Ada kisah menarik dia ceritakan. Di  depan kampus ITS Manyar, ada rumah sakit jiwa dan seringkali beberapa pasien lepas berkeliaran di depan kampus. Tidak peduli laki atau perempuan, Djuwono menangkap mereka dan menggiring balik ke rumah sakit. Karena begitu seringnya, sehingga dia jadi akrab dengan pegawai rumah sakit. Di rumah sakit itu, dia belajar bagaimana mendeteksi tingkat kesehatan pasien.

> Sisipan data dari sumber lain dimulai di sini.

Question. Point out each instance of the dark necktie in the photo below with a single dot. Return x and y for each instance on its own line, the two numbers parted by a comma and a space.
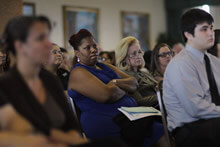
212, 84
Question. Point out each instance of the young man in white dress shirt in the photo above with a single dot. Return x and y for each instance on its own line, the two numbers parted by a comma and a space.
193, 107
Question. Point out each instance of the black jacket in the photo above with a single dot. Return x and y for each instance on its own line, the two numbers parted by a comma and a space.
15, 91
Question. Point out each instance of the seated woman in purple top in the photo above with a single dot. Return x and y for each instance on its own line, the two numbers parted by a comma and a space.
99, 89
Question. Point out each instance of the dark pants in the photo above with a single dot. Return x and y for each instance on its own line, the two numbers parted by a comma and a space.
202, 133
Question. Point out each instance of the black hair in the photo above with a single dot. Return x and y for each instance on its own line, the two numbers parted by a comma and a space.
63, 50
18, 29
193, 17
75, 39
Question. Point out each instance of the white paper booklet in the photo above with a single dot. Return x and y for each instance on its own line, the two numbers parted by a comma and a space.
134, 113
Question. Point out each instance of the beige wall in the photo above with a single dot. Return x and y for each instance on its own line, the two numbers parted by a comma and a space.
9, 9
109, 28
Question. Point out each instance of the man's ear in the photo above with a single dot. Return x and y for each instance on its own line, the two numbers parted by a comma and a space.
188, 35
18, 45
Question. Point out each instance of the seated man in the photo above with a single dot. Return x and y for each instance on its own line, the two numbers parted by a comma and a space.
192, 85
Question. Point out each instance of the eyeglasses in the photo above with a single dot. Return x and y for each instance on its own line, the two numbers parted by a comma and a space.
57, 52
163, 55
103, 59
136, 54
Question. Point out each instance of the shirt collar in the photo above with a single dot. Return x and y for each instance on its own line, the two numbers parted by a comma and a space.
195, 52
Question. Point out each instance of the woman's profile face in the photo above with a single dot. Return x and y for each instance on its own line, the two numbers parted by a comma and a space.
105, 58
164, 56
88, 52
57, 55
134, 56
38, 46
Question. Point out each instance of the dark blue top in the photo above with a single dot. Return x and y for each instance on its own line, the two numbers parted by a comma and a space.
96, 118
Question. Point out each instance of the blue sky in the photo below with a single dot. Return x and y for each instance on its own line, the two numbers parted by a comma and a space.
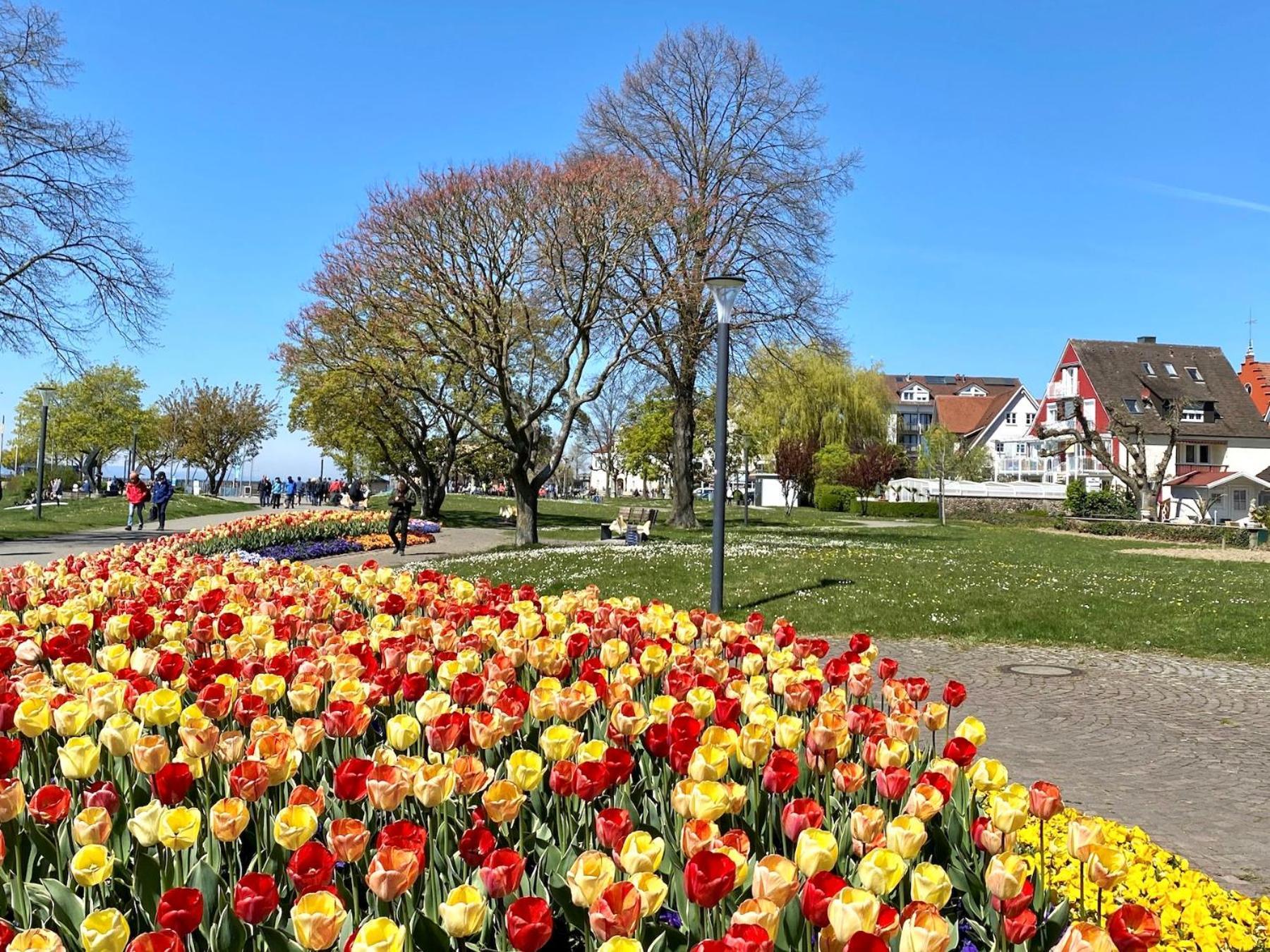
1033, 171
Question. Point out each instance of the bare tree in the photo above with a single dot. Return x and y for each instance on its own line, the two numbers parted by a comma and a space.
69, 262
1137, 475
512, 274
755, 185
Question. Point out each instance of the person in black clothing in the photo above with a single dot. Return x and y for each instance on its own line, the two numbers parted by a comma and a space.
399, 522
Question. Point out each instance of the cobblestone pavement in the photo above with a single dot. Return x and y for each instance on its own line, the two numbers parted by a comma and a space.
1175, 745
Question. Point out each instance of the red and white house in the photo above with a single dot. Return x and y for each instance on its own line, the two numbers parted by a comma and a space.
1221, 463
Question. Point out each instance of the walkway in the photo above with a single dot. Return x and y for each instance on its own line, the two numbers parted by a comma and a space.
1175, 745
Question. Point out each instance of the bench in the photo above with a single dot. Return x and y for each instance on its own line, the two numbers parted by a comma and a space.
643, 520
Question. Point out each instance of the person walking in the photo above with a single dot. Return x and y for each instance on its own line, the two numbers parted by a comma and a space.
400, 507
160, 494
136, 493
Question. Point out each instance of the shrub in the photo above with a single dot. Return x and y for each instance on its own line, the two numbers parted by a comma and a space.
833, 498
1161, 531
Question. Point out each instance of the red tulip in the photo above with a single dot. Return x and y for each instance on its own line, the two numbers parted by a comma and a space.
476, 844
1133, 928
780, 772
747, 937
171, 782
528, 924
799, 815
162, 941
708, 877
818, 891
50, 804
1020, 927
954, 693
351, 777
255, 898
615, 912
181, 909
501, 871
960, 752
612, 826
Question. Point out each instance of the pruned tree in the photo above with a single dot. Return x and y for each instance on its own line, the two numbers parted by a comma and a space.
69, 260
1136, 472
945, 456
755, 185
516, 276
220, 425
794, 461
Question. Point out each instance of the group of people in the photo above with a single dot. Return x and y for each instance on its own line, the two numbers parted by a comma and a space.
158, 494
277, 492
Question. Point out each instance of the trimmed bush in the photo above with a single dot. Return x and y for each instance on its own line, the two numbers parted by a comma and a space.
833, 498
1161, 531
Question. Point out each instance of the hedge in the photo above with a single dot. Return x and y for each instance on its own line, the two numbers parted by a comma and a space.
1161, 531
833, 498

Suatu ketika, saat ngobrol di kampus, almarhum Pak Santo yang kala itu menjabat PR III, mengkomentari Djuwono sebagai “Dokter Gendeng”. Mereka terusik, Djuwono pun menjelaskan pengalamannya dengan penuh semangat. “Ini serius,” kata Djuwono “untuk mendeteksi tingkat kesehatan pasien. Bila disodorkan buah mangga, pasien menjawab jeruk--- maka itu berat dan dosis obatnya perlu ditambah. Kalau disodorkan buah jeruk, pasien menjawab jeruk---dosis obatnya dikurangi. Jadi semakin sulit pertanyaan dan makin tepat jawaban pasien, maka dia semakin baik kondisi jiwanya.”

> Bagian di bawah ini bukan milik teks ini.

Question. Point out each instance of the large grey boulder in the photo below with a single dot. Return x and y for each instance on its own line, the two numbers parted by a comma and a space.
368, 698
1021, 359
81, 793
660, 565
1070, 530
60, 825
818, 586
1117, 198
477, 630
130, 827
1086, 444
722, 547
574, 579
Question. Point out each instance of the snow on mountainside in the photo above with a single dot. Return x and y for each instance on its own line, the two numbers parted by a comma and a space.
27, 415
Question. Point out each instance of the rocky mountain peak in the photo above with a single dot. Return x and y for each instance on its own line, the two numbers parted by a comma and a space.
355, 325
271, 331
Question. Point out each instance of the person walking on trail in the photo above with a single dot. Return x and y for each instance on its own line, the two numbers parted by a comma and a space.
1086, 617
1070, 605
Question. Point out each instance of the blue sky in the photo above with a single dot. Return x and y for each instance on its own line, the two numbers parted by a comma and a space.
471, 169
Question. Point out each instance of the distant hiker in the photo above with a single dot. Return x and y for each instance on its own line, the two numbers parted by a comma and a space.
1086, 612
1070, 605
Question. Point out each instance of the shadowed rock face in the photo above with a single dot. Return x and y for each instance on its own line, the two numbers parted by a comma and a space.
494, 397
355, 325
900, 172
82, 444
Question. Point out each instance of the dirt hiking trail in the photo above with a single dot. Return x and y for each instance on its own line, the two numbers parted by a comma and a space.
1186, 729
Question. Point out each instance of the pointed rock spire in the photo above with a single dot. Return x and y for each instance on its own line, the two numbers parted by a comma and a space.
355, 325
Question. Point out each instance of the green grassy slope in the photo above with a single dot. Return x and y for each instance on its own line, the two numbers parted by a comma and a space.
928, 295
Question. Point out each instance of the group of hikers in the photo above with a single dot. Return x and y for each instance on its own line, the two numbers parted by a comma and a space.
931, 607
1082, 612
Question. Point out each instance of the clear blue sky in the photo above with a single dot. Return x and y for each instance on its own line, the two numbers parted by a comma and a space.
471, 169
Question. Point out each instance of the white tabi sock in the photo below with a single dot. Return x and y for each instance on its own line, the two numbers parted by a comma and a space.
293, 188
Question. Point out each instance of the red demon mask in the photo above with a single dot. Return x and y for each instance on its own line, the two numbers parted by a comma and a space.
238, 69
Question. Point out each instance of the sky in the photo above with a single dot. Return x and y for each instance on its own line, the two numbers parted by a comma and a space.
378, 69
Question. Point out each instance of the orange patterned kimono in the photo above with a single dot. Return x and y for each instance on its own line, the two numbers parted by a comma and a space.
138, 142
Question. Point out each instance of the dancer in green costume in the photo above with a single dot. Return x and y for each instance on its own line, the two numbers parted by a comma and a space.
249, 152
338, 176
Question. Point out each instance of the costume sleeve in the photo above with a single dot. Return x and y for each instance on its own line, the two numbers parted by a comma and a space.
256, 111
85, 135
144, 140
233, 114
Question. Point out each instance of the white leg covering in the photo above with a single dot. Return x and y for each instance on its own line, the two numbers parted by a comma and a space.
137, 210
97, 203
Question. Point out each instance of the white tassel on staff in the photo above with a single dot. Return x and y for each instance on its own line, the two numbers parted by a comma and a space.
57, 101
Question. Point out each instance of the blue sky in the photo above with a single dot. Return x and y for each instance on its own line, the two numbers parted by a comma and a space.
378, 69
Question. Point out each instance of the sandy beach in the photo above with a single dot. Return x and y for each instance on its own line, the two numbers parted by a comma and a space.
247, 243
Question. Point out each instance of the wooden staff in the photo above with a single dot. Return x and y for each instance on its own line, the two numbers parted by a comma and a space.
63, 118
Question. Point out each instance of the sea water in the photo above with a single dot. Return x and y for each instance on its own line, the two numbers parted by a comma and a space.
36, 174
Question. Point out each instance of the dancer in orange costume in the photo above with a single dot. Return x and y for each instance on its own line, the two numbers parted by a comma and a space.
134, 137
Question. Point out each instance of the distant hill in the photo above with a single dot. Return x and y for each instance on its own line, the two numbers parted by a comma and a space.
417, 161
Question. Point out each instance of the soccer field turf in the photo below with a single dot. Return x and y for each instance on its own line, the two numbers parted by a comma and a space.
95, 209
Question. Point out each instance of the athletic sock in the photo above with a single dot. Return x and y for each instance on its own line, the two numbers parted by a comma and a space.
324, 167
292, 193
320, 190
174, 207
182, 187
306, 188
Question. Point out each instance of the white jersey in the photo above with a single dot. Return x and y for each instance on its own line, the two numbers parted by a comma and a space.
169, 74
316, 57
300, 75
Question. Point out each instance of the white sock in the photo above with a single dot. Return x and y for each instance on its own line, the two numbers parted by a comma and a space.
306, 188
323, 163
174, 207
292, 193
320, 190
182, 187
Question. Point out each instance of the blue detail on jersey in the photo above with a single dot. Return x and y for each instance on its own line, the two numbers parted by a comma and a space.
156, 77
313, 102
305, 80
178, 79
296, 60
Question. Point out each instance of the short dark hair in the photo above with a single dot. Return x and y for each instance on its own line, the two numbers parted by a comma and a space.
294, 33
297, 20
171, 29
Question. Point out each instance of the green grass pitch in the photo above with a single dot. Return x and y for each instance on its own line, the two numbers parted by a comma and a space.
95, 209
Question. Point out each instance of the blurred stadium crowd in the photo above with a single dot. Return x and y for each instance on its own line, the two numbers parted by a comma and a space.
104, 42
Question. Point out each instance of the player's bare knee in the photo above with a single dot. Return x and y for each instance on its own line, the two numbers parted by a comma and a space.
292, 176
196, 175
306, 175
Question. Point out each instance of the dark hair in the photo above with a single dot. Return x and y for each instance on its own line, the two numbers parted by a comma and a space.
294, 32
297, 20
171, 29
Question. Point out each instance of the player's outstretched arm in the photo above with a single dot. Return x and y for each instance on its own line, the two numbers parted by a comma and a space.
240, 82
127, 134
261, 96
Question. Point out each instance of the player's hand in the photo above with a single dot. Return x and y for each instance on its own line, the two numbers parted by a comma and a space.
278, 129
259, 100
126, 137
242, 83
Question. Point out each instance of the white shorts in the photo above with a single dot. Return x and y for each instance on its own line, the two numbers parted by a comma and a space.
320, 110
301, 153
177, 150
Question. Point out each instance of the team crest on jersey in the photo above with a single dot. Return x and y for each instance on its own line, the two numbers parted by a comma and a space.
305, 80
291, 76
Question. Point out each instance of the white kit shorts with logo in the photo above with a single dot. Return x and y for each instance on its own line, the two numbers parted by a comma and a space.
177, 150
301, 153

Setelah agak lama berdiam, Djuwono pura pura tidak tahu dan bertanya dengan nada serius kepada pak Santo mengenai  campuran sop yang berwarna putih. Pak Santo menjawab, ”Makaroni.” Djuwono berteriak, ”Lulus! Sampeyan waras, Pak!” Suasana hening pun pecah menjadi gelak tawa. Hikmahnya pak Santo sebagai PR III merekomendasikan kepada Ibu Endah yang menjabat psikolog untuk merekrut Djuwono sebagai asisten pembantunya. “Alhamdulillah”, kata Djuwono, “Saya dapat honor”

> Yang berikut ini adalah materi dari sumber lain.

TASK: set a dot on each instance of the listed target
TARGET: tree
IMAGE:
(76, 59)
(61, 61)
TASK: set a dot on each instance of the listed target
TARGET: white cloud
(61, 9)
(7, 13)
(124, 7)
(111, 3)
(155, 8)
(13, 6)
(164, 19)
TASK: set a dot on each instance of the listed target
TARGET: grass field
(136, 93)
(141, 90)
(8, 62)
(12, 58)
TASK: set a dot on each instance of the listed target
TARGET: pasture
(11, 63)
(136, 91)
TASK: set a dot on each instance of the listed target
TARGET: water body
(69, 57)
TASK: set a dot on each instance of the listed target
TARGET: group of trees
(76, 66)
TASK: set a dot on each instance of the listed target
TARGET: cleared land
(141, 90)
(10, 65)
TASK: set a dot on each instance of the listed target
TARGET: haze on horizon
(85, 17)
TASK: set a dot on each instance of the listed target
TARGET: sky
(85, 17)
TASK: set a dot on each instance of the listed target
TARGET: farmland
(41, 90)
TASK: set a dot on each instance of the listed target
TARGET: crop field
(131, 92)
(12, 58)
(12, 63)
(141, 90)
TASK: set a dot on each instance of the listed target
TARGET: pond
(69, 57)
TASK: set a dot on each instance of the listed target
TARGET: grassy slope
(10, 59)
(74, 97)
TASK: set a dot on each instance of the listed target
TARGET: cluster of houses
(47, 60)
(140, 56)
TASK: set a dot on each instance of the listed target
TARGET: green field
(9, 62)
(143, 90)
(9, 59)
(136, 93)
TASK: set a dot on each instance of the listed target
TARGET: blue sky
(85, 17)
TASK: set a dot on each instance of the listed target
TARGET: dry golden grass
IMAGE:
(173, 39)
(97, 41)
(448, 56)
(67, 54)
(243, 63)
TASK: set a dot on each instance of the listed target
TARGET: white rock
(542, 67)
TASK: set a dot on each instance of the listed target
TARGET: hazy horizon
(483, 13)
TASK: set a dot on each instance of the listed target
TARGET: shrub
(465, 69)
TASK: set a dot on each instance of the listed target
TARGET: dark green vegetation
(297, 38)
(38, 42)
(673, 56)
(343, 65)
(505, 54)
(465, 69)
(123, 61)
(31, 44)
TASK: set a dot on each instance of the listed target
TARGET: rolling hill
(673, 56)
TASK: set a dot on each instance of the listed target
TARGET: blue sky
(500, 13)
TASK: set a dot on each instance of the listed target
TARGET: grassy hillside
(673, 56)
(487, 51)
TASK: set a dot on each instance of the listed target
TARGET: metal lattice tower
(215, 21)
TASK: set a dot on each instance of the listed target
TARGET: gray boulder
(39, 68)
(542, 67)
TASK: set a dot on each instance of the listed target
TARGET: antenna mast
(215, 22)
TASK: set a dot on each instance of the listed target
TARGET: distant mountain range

Kisah menarik lainnya, Djuwono dengan setia membantu Pak Ashari, kepala Dinas PU Jawa Timur yang menjadi dosen luar biasa; mengambilkan kapur, menghapus papan tulis dan lain-lain. Tidak disangka, pak Ashari memberikan seluruh honornya untuk Djuwono. Pada saat-saat terakhir sebagai dosen, ketika hendak masuk mobil hardtopnya, pak Ashari bertanya, “Dju, besok kalo kamu bekerja, siapa orang yang paling kamu hormati?” Djuwono menjawab tegas, “Pemimpin Pak!” Sambil menutup pintu mobil, Pak Ashari bilang ,”Salah!” Karena penasaran ketika  ada kesempatan Djuwono meminta penjelasan,”Kalau pemimpin itu wajib kamu hormati, Dju. Kalau orang yang paling kamu hormati adalah tukang sapu. Kenapa? Tukang sapu itu sore hari membersihkan kantor, seluruh sudut dan celah kantor dia bersihkan. Apapun yang ada di meja kerja kita, yang di rak, yang dilaci, dimanapun dia tahu. Sore hari ada surat datang, dia yang terima, ditaruh di meja TU, pagi ditaruh di meja pemimpin, baru jam 8 surat itu dibuka.”
Wejangan pak Ashari tersebut menancap dalam relung hati Djuwono, yang dia terapkan hingga kini. Dan karena menghormati tukang sapu, Djuwono banyak dibantu oleh tukang sapu selama kuliah di ITS.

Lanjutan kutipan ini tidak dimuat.